Des syndicats absents
Mais leur tribune ne fait pas l’unanimité. Selon nos informations, le Syndicat national des journalistes (SNJ), la CFDT Pigiste et le SNJ-CGT ont tous refusé de signer. « On ne partage pas certains termes employés dans cette tribune, comme le mot “islamophobe”, et on regrette que ces associations n’aient pas cherché à dialoguer en amont avec la CCIJP », justifie Agnès Briançon du SNJ.
« J’estime qu’on a d’autres chats à fouetter à l’approche de notre congrès », estime quant à lui Emmanuel Vire de la CGT, qui juge cette initiative « très violente » à l’égard des commissaires. « Mon problème est surtout de faire en sorte que des femmes portant un voile puissent intégrer des rédactions. C’est plus important que de se concentrer sur ce bout de papier », ajoute-t-il.
En attendant, l’Ajar soutient Manal dans ses démarches et réfléchit à une possible action devant le tribunal administratif.
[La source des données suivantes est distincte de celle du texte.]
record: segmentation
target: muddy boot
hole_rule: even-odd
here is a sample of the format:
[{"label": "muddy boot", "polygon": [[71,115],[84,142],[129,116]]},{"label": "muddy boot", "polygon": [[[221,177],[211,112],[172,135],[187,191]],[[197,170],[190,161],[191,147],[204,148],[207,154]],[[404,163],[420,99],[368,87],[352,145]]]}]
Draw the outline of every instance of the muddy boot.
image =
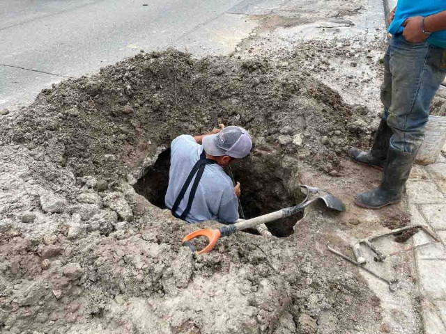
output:
[{"label": "muddy boot", "polygon": [[367,209],[380,209],[399,202],[416,157],[417,152],[409,153],[389,149],[381,184],[374,190],[357,195],[355,204]]},{"label": "muddy boot", "polygon": [[392,134],[393,132],[387,125],[387,120],[381,120],[378,131],[375,134],[375,141],[371,150],[364,152],[352,148],[348,150],[348,155],[355,162],[371,166],[383,170],[389,150],[389,142]]}]

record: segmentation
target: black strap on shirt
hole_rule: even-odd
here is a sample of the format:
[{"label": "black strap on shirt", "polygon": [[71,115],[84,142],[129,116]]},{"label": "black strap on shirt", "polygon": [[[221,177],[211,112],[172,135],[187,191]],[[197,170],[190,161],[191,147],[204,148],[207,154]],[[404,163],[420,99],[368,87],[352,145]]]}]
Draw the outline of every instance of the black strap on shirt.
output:
[{"label": "black strap on shirt", "polygon": [[[192,206],[192,202],[194,201],[194,198],[195,197],[195,193],[197,192],[197,189],[198,188],[198,184],[200,182],[200,180],[203,176],[203,173],[204,172],[204,168],[206,167],[206,165],[210,165],[213,164],[217,164],[217,161],[215,161],[214,160],[210,160],[210,159],[207,159],[206,152],[204,152],[204,150],[203,150],[203,152],[200,155],[200,159],[198,161],[197,161],[197,163],[195,164],[195,166],[194,166],[194,168],[190,171],[189,176],[186,179],[186,182],[184,182],[183,188],[181,189],[181,191],[180,191],[178,196],[176,198],[176,200],[175,200],[175,203],[174,203],[174,206],[172,207],[172,209],[171,210],[171,212],[172,212],[172,214],[175,217],[179,218],[180,219],[183,219],[183,221],[185,221],[186,217],[187,216],[187,215],[189,214],[189,212],[190,212],[190,208]],[[192,187],[190,189],[190,193],[189,194],[189,201],[187,202],[187,205],[186,206],[186,209],[184,210],[183,214],[181,214],[181,216],[178,216],[176,214],[176,210],[178,209],[178,207],[180,206],[180,203],[181,202],[181,200],[184,198],[184,196],[185,195],[186,191],[187,191],[187,188],[189,188],[189,184],[190,184],[190,182],[194,178],[194,176],[195,175],[195,174],[197,174],[197,177],[195,177],[195,180],[194,180],[194,184],[192,184]]]}]

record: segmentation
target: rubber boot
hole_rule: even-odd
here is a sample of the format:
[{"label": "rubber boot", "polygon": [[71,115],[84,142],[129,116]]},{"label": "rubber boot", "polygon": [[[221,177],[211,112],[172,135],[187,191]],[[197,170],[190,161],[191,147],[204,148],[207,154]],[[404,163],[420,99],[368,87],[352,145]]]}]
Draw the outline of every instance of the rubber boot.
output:
[{"label": "rubber boot", "polygon": [[352,148],[348,150],[348,154],[357,164],[371,166],[383,170],[392,134],[393,132],[387,125],[387,120],[381,120],[378,131],[375,134],[375,140],[371,149],[369,152],[364,152],[356,148]]},{"label": "rubber boot", "polygon": [[390,148],[381,184],[374,190],[357,195],[355,204],[367,209],[380,209],[399,202],[416,157],[417,152]]}]

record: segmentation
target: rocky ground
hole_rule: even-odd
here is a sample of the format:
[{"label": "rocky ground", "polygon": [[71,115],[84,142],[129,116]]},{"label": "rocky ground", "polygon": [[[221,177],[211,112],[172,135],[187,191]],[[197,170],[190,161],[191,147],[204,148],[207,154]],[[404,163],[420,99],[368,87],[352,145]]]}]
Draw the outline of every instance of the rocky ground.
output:
[{"label": "rocky ground", "polygon": [[[367,264],[399,279],[392,294],[326,249],[353,256],[358,239],[408,223],[404,202],[376,212],[352,204],[380,179],[346,153],[367,148],[379,121],[386,40],[375,28],[344,35],[369,26],[361,13],[373,6],[328,2],[302,19],[297,8],[259,15],[229,56],[141,52],[0,113],[1,333],[422,333],[410,255]],[[289,38],[302,22],[308,38]],[[203,255],[181,247],[216,223],[163,209],[169,146],[210,130],[210,111],[256,142],[233,167],[247,216],[298,202],[300,183],[347,212],[316,205],[270,224],[277,237],[240,232]]]},{"label": "rocky ground", "polygon": [[235,170],[256,172],[243,184],[265,211],[301,198],[302,164],[343,175],[346,149],[372,132],[366,108],[266,61],[141,53],[43,91],[0,125],[4,333],[378,331],[379,298],[305,246],[318,234],[306,229],[330,234],[326,209],[289,238],[240,233],[192,255],[180,241],[197,226],[134,191],[173,138],[212,127],[210,110],[253,134]]}]

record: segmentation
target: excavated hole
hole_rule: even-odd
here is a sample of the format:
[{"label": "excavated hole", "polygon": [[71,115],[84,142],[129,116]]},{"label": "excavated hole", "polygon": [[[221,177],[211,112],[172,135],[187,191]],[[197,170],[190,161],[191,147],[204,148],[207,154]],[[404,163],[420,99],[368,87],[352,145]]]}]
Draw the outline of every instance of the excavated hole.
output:
[{"label": "excavated hole", "polygon": [[[295,205],[303,199],[302,193],[289,193],[284,186],[284,175],[278,160],[253,161],[246,159],[231,165],[234,177],[241,184],[240,202],[245,218],[249,219]],[[170,149],[160,154],[155,164],[146,170],[134,188],[154,205],[166,209],[164,196],[169,184]],[[227,170],[226,170],[227,172]],[[293,227],[303,217],[303,212],[291,217],[267,223],[271,233],[286,237],[293,233]],[[256,233],[256,231],[249,231]]]},{"label": "excavated hole", "polygon": [[170,148],[158,156],[155,164],[147,168],[144,176],[133,186],[137,193],[162,209],[166,209],[164,196],[169,185],[169,168]]}]

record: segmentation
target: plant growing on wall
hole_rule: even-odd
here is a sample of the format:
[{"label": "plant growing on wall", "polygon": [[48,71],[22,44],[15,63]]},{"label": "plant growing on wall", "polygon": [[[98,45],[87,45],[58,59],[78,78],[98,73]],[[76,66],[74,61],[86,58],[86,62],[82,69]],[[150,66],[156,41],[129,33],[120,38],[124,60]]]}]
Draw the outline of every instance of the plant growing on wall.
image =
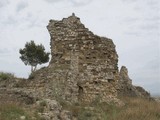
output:
[{"label": "plant growing on wall", "polygon": [[33,40],[27,42],[23,49],[19,50],[20,59],[25,65],[31,66],[31,72],[34,72],[38,64],[47,63],[49,61],[49,53],[45,52],[42,44],[36,45]]}]

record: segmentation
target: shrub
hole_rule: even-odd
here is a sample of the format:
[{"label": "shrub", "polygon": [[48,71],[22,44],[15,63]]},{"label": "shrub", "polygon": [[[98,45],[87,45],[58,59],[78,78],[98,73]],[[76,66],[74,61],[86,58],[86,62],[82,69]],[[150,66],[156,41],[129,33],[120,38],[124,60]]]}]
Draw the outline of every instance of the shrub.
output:
[{"label": "shrub", "polygon": [[9,80],[9,79],[12,79],[12,78],[14,78],[14,74],[0,72],[0,80]]}]

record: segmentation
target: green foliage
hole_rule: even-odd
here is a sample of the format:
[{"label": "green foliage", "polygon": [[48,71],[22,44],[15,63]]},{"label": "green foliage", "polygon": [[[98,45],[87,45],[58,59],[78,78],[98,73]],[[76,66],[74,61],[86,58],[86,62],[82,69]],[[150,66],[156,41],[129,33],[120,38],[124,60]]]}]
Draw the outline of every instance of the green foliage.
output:
[{"label": "green foliage", "polygon": [[49,53],[45,52],[44,46],[42,44],[36,45],[32,40],[27,42],[25,47],[19,50],[19,53],[24,64],[32,67],[32,72],[36,70],[38,64],[41,65],[49,61]]},{"label": "green foliage", "polygon": [[14,75],[12,73],[0,72],[0,80],[9,80],[11,78],[14,78]]}]

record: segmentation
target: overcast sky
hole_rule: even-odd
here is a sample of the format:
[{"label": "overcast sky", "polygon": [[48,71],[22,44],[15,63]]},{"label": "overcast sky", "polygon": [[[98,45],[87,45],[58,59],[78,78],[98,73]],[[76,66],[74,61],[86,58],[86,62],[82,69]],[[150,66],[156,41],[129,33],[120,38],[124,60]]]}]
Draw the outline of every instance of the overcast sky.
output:
[{"label": "overcast sky", "polygon": [[128,68],[133,84],[160,94],[160,0],[0,0],[0,71],[27,77],[19,49],[34,40],[50,51],[48,21],[72,12],[113,39],[119,68]]}]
Pour Slim Ben Achour, leur avocat, elle est bien victime « d’une discrimination liée à la liberté de conscience ». Une discrimination qui serait d’autant plus facile à prouver selon lui qu’il existe « une différence de traitement évident entre les journalistes portant le voile et les autres » ; celles et ceux qui, malgré ce règlement, bénéficient toujours d’une carte avec des photos ne respectant aucune norme.
Ces obstacles, ces débats, et maintenant ces recours, laissent un goût amer à certaines. « Je me dis que cette profession n’est pas prête à se remettre en cause et qu’elle ne représente pas véritablement la société si elle nous met autant de bâtons dans les roues », regrette Gnamé qui hésite à partir travailler à l’étranger : « C’est vraiment difficile de se sentir à sa place ici. »
« Pour les journalistes qui portent le foulard, il y a un soupçon permanent, des préjugés quotidiens et de plus en plus d’obstacles », dénonce Nadiya Lazzouni qui y voit la preuve supplémentaire d’une « islamophobie ambiante ». « Tout ça rend l’atmosphère irrespirable », juge Sara, 27 ans, précisant, elle aussi, « penser à quitter la France ».